Philippians 3:7-12 (NRSV)
For to me, living is Christ and dying is gain. If I am to live in the flesh, that means fruitful labor for me; and I do not know which I prefer. I am hard pressed between the two: my desire is to depart and be with Christ, for that is far better;
Philippians 1:21-23 (NRSV)
Message: When resentment becomes the primary emotion that we are feeling toward God and others, we are in trouble. So, if you are complaining realize that the Lord may respond by giving you some rest on the bench or may give you sympathetic people to comfort you, but may also give you a kick in the pants so you might gain a new understanding of why resentment is the wrong approach. Thankfully we have Holy Week to help sooth our sin sick souls with the experience of what it means to have a higher emotional and spiritual IQ. This week we are on a learning experience of our emotions, with individual Bible stories, one after the other, that address our emotional flaws. And yes all these flaws need to die so we might be resurrected in the Spirit of God. Division, denial, lust, anger, greedy, pride…the list goes on and on of those things that rob us of life. And it is all spilled out in a cathartic experience on the Cross as Jesus dies between two bandits. Today is Good Friday. And so we look at a passage where Jeremiah got tired of being rejected and the example of Jesus who pushed through the experience realizing that there was something beyond the lies of the little deaths we experience. Paul sums it up nicely. Dying with Christ is indeed gain.
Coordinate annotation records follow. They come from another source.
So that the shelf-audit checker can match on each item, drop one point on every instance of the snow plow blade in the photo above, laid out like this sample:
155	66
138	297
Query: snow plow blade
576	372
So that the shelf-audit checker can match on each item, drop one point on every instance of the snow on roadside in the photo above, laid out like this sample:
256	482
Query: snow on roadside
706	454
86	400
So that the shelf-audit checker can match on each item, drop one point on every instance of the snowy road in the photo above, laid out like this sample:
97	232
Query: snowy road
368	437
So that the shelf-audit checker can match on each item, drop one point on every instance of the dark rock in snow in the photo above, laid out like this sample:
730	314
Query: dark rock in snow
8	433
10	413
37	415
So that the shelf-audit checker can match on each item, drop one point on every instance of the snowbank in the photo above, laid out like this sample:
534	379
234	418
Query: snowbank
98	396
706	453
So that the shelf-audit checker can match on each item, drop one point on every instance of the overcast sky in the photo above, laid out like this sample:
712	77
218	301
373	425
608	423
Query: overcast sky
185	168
Pray Christ complete the work begun in us. Pray we realize that the Christian journey is not necessarily going to be victory after victory, joy after joy. Pray we realize that the challenges and difficulties that we struggle with can be used by God for a purpose if we persevere. Pray on this Good Friday that we give up our resentments and continue serving. Pray Christ remember us when he comes into His Kingdom. Pray we realize we have an assignment as John at the Cross to serve. Pray we learn to sing a new song.